For the first, the bill imposes transparency requirements.  It would require facilities to inform prospective patients about their network status, provide information on the network status of employed physicians, and advise them to inquire as to the network status of those who are not.  It also requires that they provide information on their websites including standard rates.

Health care professionals are also required to provide internet or written disclosure of the plans in which they participate.  If they are out-of-network, they are required to provide an estimate of how much they will bill upon request, and let the patient know that they will have a financial responsibility for amounts not covered.

The law also requires insurers to, among other things:

  • Update their on-line provider directory within 20 days of the addition or deletion of a provider from their network;
  • Provide a clear description of the plan’s out-of-network benefits, including the methodology to determine the allowed amount for out-of-network services; and
  • Provide examples of anticipated costs for frequently billed out-of-network services.

Billing for Non-discretionary Services

The more controversial aspect of the bill has been the process to resolve billing disputes for emergency and other nondiscretionary uses of out-of-network services (the latter are referred to in the bill as “inadvertent out-of-network services”).
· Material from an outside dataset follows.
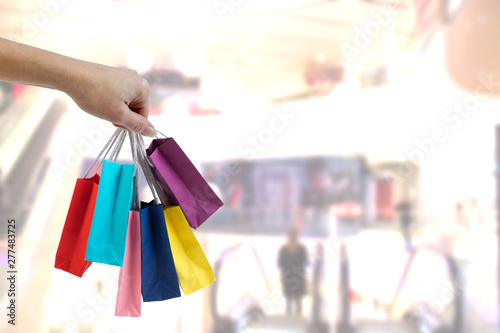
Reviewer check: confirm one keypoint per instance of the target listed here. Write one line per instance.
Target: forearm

If a carrier and out-of-network provider cannot agree to a reimbursement rate, a carrier, facility, or covered person can initiate binding arbitration.

The bill anticipates that the Department of Banking and Insurance would contract with one or more firms to perform the arbitrations.  If a party initiates arbitration, the arbitrator would review the final amount offered by the carrier, and the final amount demanded by the provider, and the decision will have to be one of the two amounts.

The Federal Employee Retirement Income Security Act preempts state laws that relate to employee benefit plans, with the notable exception of state insurance law.  Because of this preemption, the arbitration is mandatory for insured plans, but not for self-insured employee welfare benefits plans.  It does, however, include a provision under which self-insured plans may opt in to the arbitration process, in which case the prohibition on balance billing, and the decision of the arbitrator, are both binding.

S485 was released by the Senate Commerce Committee and A2039 was released by the Assembly Appropriations Committee this past Thursday afternoon. It is expected that the bills will head to the floor of both houses for a full vote on April 12th.